Descending to the south-west(ish) I’m still none the wiser until, suddenly, protruding through the peaty surface like (thankfully) misfiring versions of Cadmus’s dragon’s teeth, there they are. A couple of reasonably sized stones notwithstanding, these monuments – or is it a single monument? – are distinctly underwhelming in physical stature, the layout not at all clear... four, maybe five rows?; indeed one wonders how many more diminutive orthostats still stand subsumed within the moor. If buried stuff can be said to ‘stand’, that is? I’m left with the impression that this was very much a ‘no frills’ working landscape, tailored to the specific ritualistic needs of the community which called Cnoc Molach home back in the day. The people who, I assume, lived within the hut circles which still stand overlooking the loch... and tended the surviving field system, buried their VIP(s) within the nearby cairn? Anyhow, according to those wondrous OS people:

[Upon the] “SW-facing moorland slopes of Cnoc Molach within an area of hut circles and field system is a group of at least five incomplete stone rows. They are aligned from NNE to SSW, converging slightly towards the uphill NNE side. A total of twenty eight stones can be identified Visited by OS (N K B) 26 April 1977”
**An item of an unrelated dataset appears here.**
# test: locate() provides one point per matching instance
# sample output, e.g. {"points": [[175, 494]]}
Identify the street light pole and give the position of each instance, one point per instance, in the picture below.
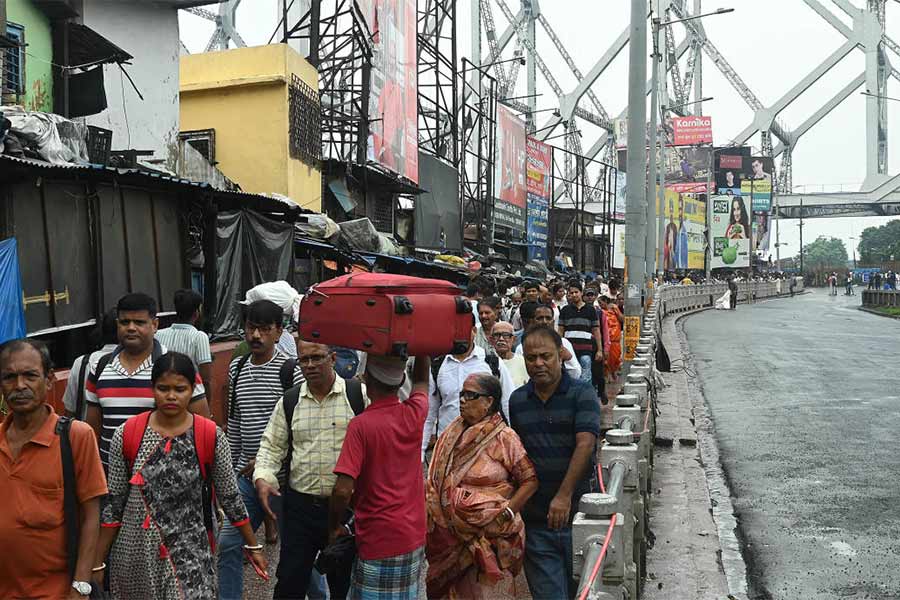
{"points": [[636, 198]]}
I go walkabout upon Cnoc Molach, noting numerous examples of the aforementioned hut circles and cairns, clearance or otherwise. As I do so, pausing at one particularly large hut circle to reflect – a hall circle, perhaps? – I become acutely aware of the all pervading, almost eerie silence, an overwhelming sense, perhaps, of ‘what went before’ irresistibly seeping into the present? Hey, maybe this isn’t as daft as it sounds... is it possible that placing yourself in such positions may retrieve or trigger memes (for want of a better word) buried deep within the shared human consciousness? Guess Richard Dawkins might have a view on that.

The former community of Cnoc Molach, therefore, is not somewhere to come to be blown away by awesome feats of human constructive endurance, to see exquisitely shaped monoliths defining a pioneering culture. In my opinion it transcends all that, great as all that may be, instead perhaps offering an opportunity to be a little more self-indulgent. A suitable environment, the ‘space’ to ponder who we are vis-à-vis who we used to be?